Impact: This shaved 5–12ms off our tail latency simply by avoiding the "cross-zone hop" in the Google VPC.

5. Efficient State Injection via Batching

To keep the cache hydrated without locking, we built a Sidecar Batcher. Data from our upstream OLAP systems (BigQuery/Spark) was streamed into a Kafka topic and consumed by a dedicated "Writer" service.

The Niche Insight: We used Aerospike Batch Writes. Writing 1,000 records in one network call is orders of magnitude more efficient than 1,000 individual PUTs.

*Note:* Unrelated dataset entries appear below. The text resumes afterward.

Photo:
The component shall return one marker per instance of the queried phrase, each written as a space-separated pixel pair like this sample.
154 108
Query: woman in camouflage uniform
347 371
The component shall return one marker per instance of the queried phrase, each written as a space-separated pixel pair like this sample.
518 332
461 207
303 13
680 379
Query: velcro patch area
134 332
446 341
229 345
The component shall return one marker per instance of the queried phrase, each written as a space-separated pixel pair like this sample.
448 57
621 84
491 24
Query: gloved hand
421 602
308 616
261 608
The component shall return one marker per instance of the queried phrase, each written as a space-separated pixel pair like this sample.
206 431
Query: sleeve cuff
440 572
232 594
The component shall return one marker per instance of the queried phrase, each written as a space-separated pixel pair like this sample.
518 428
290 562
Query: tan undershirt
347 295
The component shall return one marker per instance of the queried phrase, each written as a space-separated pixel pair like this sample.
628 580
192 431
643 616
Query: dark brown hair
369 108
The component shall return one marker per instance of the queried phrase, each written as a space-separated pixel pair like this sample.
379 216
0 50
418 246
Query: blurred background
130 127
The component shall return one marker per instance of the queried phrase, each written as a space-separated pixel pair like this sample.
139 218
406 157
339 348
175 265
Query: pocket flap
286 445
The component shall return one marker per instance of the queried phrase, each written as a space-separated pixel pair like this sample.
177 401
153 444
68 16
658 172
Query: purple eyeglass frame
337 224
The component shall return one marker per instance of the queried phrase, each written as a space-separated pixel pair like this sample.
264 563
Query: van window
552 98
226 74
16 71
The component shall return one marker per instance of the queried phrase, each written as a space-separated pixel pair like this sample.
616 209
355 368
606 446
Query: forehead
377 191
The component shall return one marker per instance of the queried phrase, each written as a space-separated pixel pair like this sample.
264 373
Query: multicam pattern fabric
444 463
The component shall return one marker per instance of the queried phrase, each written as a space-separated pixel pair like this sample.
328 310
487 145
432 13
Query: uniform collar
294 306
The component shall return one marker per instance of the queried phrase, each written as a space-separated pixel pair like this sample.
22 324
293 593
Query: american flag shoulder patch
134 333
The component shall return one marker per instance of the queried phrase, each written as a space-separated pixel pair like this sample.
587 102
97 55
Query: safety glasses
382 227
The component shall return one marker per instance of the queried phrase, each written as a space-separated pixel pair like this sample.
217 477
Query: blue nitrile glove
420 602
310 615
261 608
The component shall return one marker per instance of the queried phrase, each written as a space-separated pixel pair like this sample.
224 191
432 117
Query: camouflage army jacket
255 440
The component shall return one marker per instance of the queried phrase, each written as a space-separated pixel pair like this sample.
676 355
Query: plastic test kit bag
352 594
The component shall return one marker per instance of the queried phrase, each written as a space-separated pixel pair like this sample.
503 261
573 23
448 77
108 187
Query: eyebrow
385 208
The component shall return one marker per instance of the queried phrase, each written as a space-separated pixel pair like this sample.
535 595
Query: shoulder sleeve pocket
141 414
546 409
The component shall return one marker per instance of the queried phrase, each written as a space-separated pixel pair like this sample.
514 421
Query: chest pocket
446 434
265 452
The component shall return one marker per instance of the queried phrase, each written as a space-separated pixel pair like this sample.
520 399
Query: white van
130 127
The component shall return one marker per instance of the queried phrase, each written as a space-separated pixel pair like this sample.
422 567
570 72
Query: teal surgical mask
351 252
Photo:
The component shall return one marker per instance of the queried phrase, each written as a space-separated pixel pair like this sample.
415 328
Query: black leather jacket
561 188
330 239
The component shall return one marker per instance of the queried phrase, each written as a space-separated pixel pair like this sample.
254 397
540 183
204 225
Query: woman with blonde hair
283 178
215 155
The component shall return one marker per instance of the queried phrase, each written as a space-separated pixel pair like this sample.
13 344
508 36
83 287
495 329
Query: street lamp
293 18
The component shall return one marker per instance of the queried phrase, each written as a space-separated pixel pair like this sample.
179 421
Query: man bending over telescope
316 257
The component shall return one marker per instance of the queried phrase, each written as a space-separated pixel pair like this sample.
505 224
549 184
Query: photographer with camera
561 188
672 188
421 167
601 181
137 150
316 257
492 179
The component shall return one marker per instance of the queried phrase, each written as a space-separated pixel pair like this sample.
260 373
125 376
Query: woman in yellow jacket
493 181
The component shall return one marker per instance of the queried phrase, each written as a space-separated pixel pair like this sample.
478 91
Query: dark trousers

This kept the "Write-Load" on the SSDs low, preserving IOPS for the critical "Read-Path" of the ad-request.

graph TD
    %% Define User
    User([User Request])
    
    %% Main Architecture Flow
    LB[GCP Global Load Balancer]
    
    subgraph GKE ["GKE Cluster: Heap-Bypass Application"]
        direction TB
        Netty[Netty Event Loop]
        DirectBuffer[(Direct ByteBuffer<br/>Off-Heap Memory)]
        AppLogic{App Decision Logic<br/>Pointer-Access}
        
        %% Internal flow
        Netty -.->|1. Virtual Zero-Copy DMA| DirectBuffer
        DirectBuffer ==>|2. Lazy Eval| AppLogic
    end
    
    subgraph AS ["Aerospike: Real-Time Data Layer"]
        direction TB
        ExpEngine[Aerospike Expression Engine]
        ASNodes[(AS Data Nodes<br/>Hybrid Memory)]
        
        %% Internal flow
        ExpEngine --- ASNodes
    end

    subgraph Pipeline ["Offline Hydration"]
        BQ[(BigQuery/OLAP)]
        BatchWriter[Batch Writer Service]
        BQ -.-> BatchWriter
    end
    
    %% Request Path
    User --> LB
    LB -->|Topology-Aware Routing| Netty
    
    %% Data Path (The 'Niche' Logic)
    AppLogic <==>|3. Remote Fetch| ASNodes
    AppLogic == "4. Push Logic (Expressions)" ==> ExpEngine
    ExpEngine == "5. True/False Result" ==> AppLogic

    %% Response Path
    AppLogic --> LB
    LB -->|Response < 100ms P99| User

    %% Hydration Path
    BatchWriter -->|Aerospike Batch Writes| ASNodes

    %% Styling
    style DirectBuffer fill:#fff3e0,stroke:#e65100,stroke-width:2px,stroke-dasharray: 5 5
    style AppLogic fill:#003366,color:#fff
    style Netty fill:#003366,color:#fff
    style ExpEngine fill:#d32f2f,color:#fff
    style LB fill:#003366,color:#fff

Summary Table for Architects

Component	Standard Approach	Our High-Scale Approach	Why?
I/O Model	Imperative/Blocking	Reactive (Non-blocking)	Maximizes CPU utilization per core.
Data Store	Redis (RAM only)	Aerospike (HMA)	Persistence with RAM-like speed at 1/5th the cost.
Network	Cross-AZ Routing	Topology-Aware Routing	Eliminates inter-zone latency overhead.
Updates	Read-Modify-Write	Atomic Server-side Ops	Prevents race conditions and saves RTTs.